A better device would be a triangular gib key..but that would be a whole

lot more difficult to

machine and fit.

I was looking at a JET Mill/drill the other day and it was fitted with an

elevating rack. This was

designed to swivel around the column...exactly like a drill press.

You have most of the elements there for a feather key alignment....Get the

rack strip ground

accurately parallel on its sides. Screw it to the column..a few

counterbored capscrews will

not interfere with the rack operation.Figure out how to fit and adjust a

thin flat gig strip (or open

up the existing keyway as above).

I realise you will loose the swing head feature, but that may be an

acceptable compromise.

There are mill/drills built in Europe with exactly this system of

alignment.

Robert Bastow

============

Subject: Re: mill/drill

From: Robert Bastow <nil_carborundum@>

Date: Fri, 02 Oct 1998 12:32:37 GMT

rkurtz wrote:

> I recently bought a mill/drill from harbor freight. After cleaning the

> shipping grease off I sprayed the gibs and ways with wd-40 (what I could

> get to). I tried to move the x and y tables. The x moves but with great

> effort. The y takes 2 hands on the wheel and even more effort. I can

> get to the x lead screw from underneath to lube it. How do you lube the

> y lead screw? I've tried to loosen the gibs to hopefully lessen the

> pressure there but that didn't help. The instruction manual is in

> English but very Chinese written (worthless). Does anyone have a

> suggestion on the lube and table movement?

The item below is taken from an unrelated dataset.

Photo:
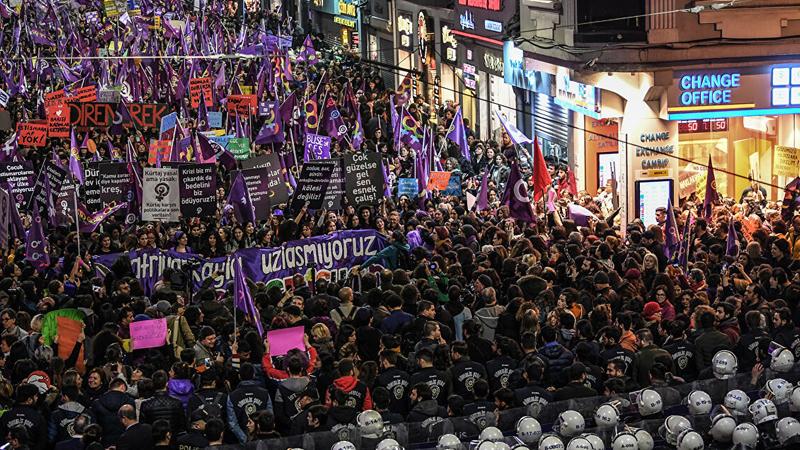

That much effort is NOT a lube problem.

First loosen lock screws!

Still a problem?

Then loosen the screws holding the feed screw mounting brackets

If that frees in up, move the table as close to the feedscrew mounting end

as possible

before snugging up the screws.

If it tightens up again try shimming the mounting bracket. It may be out of

square.

Next check the feed nuts. If they are loose it could cause jamming.

If they are not loose..try loosening them..they may be out of alignment.

If they have an antibacklash adjustment try backing this off (see your

manual)

Still a problem ?

Remove the feed screws altogether..you should be able to push the slides

reasonably easily

from one end to the other without shake or tight spots.

Check that the feedscrews rotate freely in their bearings

If you find tight spots you are into slideway scraping. If you know how to

do this...fine.

If not you now have grounds to demand a replacement machine.

Robert Bastow

============

Subject: Re: mill/drill

From: Robert Bastow <nil_carborundum@>

Date: Fri, 02 Oct 1998 13:24:01 GMT

Dick Brewster wrote:

> With one large entrance to the shop at loading dock height.

>

> --

> Dick Brewster

>

>

Watch that first step...Its a Doozie!!